Raw data is organized by deployment/benchmark type and concurrency level:

**For Any Benchmarking (uses your custom labels):**
```text
benchmarks/results/
├── plots/                       # Performance visualization plots
│   ├── SUMMARY.txt             # Human-readable benchmark summary
│   ├── p50_inter_token_latency_vs_concurrency.png
│   ├── avg_inter_token_latency_vs_concurrency.png
│   ├── request_throughput_vs_concurrency.png
│   ├── efficiency_tok_s_gpu_vs_user.png
│   └── avg_time_to_first_token_vs_concurrency.png
├── <your-label-1>/              # Results for first input (uses your custom label)
│   ├── c1/                      # Concurrency level 1
│   │   └── profile_export_genai_perf.json
│   ├── c2/                      # Concurrency level 2
│   ├── c5/                      # Concurrency level 5
│   └── ...                      # Other concurrency levels (10, 50, 100, 250)
├── <your-label-2>/              # Results for second input (if provided)
│   └── c*/                      # Same structure as above
└── <your-label-N>/              # Results for additional inputs
    └── c*/                      # Same structure as above
```

**Example with actual labels:**
```text
benchmarks/results/
├── plots/
├── dynamo-agg/                  # --input dynamo-agg=agg.yaml
├── dynamo-disagg/               # --input dynamo-disagg=disagg.yaml
└── external-vllm/               # --input external-vllm=http://localhost:8000
```

Each concurrency directory contains:
- **`profile_export_genai_perf.json`** - Structured metrics from GenAI-Perf
- **`profile_export.json`** - Raw GenAI-Perf results
- **`inputs.json`** - Generated test inputs

## Customize Benchmarking Behavior

The built-in workflow handles DynamoGraphDeployment deployment, benchmarking with genai-perf, and plot generation automatically.

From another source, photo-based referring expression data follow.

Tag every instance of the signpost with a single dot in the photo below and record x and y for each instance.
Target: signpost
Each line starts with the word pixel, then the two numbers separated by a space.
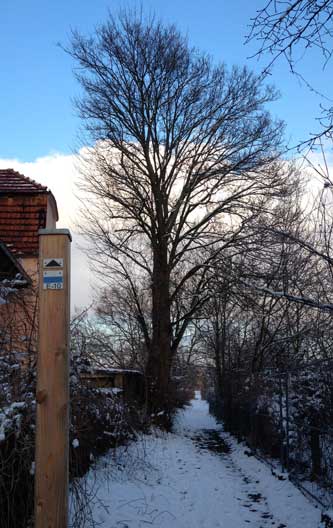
pixel 52 398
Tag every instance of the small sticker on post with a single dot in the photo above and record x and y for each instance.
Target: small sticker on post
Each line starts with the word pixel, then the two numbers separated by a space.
pixel 53 280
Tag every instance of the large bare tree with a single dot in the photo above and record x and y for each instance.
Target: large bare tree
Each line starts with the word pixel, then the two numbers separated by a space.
pixel 183 156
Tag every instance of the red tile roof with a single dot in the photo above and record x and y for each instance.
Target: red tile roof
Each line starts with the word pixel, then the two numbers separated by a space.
pixel 14 182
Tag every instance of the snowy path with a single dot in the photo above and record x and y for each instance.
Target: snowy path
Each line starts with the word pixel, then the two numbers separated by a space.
pixel 173 480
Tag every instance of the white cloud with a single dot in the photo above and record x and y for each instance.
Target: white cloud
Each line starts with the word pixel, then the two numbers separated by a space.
pixel 59 173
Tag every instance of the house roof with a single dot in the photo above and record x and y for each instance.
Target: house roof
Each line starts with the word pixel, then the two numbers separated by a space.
pixel 23 211
pixel 11 271
pixel 12 182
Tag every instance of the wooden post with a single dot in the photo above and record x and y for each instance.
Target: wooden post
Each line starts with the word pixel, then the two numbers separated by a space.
pixel 52 397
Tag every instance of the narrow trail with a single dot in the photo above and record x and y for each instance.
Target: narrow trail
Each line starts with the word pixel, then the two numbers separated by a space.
pixel 196 477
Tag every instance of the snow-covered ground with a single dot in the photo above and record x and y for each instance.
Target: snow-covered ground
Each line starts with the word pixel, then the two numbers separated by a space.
pixel 173 481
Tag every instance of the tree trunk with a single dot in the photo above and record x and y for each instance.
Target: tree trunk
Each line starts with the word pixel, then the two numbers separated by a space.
pixel 160 355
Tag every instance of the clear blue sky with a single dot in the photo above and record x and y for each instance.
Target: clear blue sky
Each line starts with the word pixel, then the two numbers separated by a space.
pixel 36 81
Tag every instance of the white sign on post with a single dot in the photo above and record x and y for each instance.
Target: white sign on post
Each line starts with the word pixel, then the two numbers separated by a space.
pixel 53 280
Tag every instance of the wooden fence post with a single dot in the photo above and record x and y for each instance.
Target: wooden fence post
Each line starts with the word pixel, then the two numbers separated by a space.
pixel 52 397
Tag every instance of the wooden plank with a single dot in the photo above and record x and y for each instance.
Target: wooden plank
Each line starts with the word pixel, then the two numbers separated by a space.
pixel 51 479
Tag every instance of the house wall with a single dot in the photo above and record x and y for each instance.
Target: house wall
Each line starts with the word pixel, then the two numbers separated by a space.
pixel 21 216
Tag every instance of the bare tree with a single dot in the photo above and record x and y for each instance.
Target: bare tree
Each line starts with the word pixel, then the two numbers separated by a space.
pixel 184 155
pixel 288 29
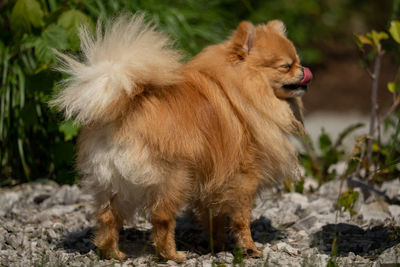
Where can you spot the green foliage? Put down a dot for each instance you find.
(395, 30)
(347, 200)
(25, 15)
(318, 163)
(238, 257)
(35, 143)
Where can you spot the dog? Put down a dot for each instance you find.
(158, 135)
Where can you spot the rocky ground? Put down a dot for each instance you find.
(44, 224)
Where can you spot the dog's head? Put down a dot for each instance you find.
(265, 48)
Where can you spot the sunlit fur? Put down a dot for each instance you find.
(158, 136)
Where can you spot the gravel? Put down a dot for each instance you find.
(45, 224)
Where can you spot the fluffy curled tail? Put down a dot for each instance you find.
(116, 65)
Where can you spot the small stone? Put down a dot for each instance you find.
(332, 188)
(293, 202)
(392, 189)
(280, 218)
(320, 205)
(7, 201)
(14, 242)
(281, 246)
(395, 212)
(52, 235)
(373, 211)
(66, 195)
(310, 185)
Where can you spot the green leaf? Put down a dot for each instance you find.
(347, 200)
(71, 21)
(70, 130)
(26, 13)
(376, 38)
(362, 40)
(54, 37)
(392, 87)
(346, 132)
(325, 143)
(395, 30)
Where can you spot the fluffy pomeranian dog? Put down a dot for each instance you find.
(159, 135)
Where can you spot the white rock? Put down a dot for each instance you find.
(295, 198)
(280, 218)
(7, 201)
(373, 211)
(310, 184)
(320, 205)
(287, 248)
(332, 188)
(395, 212)
(392, 188)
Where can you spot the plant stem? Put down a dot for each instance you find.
(374, 106)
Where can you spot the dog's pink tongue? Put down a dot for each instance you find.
(307, 76)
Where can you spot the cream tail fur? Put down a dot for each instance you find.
(115, 63)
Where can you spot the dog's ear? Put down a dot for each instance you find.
(242, 39)
(277, 26)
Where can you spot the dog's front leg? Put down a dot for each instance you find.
(163, 233)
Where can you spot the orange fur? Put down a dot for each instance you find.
(211, 137)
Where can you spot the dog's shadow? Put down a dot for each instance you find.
(190, 236)
(351, 238)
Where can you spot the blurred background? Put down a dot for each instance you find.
(36, 144)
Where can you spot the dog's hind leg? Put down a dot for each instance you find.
(106, 238)
(240, 212)
(168, 199)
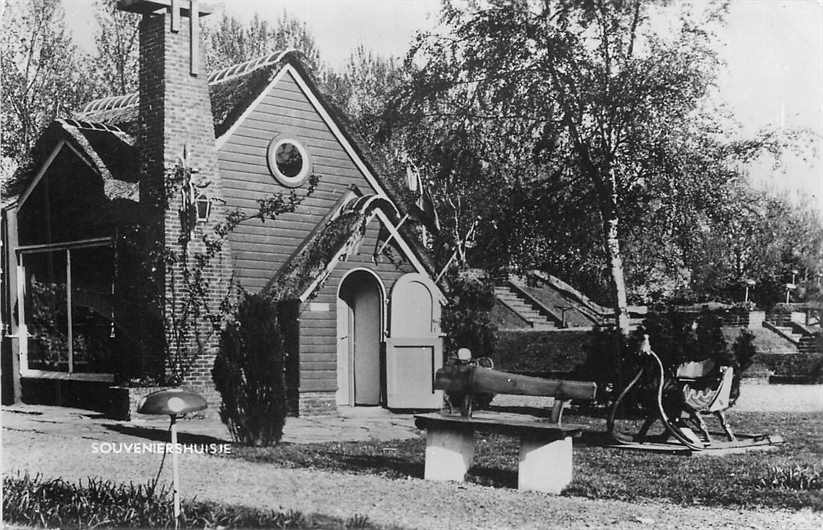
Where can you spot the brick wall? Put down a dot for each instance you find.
(317, 404)
(175, 114)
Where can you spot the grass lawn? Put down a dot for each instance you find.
(790, 476)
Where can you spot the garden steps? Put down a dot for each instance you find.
(509, 297)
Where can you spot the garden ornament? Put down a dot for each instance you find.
(172, 402)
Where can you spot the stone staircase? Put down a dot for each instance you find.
(789, 333)
(509, 296)
(804, 341)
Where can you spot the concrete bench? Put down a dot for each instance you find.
(545, 461)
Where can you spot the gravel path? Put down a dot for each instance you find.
(40, 445)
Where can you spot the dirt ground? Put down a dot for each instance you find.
(58, 442)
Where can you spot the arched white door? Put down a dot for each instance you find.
(359, 326)
(414, 350)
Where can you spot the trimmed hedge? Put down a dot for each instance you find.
(806, 367)
(542, 353)
(249, 374)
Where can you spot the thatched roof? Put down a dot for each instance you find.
(337, 237)
(107, 149)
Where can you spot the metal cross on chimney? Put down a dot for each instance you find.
(191, 8)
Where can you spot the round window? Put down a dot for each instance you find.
(288, 161)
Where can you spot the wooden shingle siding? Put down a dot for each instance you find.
(318, 330)
(260, 248)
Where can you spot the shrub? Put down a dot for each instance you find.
(248, 374)
(466, 320)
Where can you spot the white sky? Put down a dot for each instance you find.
(773, 50)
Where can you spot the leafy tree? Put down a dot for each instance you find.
(230, 41)
(43, 73)
(361, 90)
(117, 41)
(588, 99)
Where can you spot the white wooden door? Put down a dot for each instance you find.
(414, 350)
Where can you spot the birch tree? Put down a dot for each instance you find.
(590, 89)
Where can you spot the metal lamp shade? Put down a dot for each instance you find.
(203, 204)
(171, 402)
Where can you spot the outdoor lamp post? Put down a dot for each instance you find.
(749, 283)
(172, 402)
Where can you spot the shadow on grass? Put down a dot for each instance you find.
(157, 434)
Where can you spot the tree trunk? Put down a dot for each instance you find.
(611, 221)
(621, 307)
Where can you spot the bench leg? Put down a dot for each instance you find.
(544, 465)
(449, 453)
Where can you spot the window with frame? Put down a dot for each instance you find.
(68, 309)
(289, 161)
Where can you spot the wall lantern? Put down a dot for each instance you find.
(203, 204)
(172, 402)
(749, 284)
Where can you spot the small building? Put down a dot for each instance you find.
(134, 169)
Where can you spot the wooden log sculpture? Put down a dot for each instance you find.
(461, 382)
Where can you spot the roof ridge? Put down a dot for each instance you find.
(240, 69)
(90, 125)
(218, 76)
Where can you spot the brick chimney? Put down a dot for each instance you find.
(175, 120)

If you want to modify the behavior:

1. **Extend the workflow**: Modify `benchmarks/utils/workflow.py` to add custom deployment types or metrics collection

2. **Generate different plots**: Modify `benchmarks/utils/plot.py` to generate a different set of plots for whatever you wish to visualize.

The `benchmark.sh` script provides a complete end-to-end benchmarking experience. For more granular control, use the Python modules directly.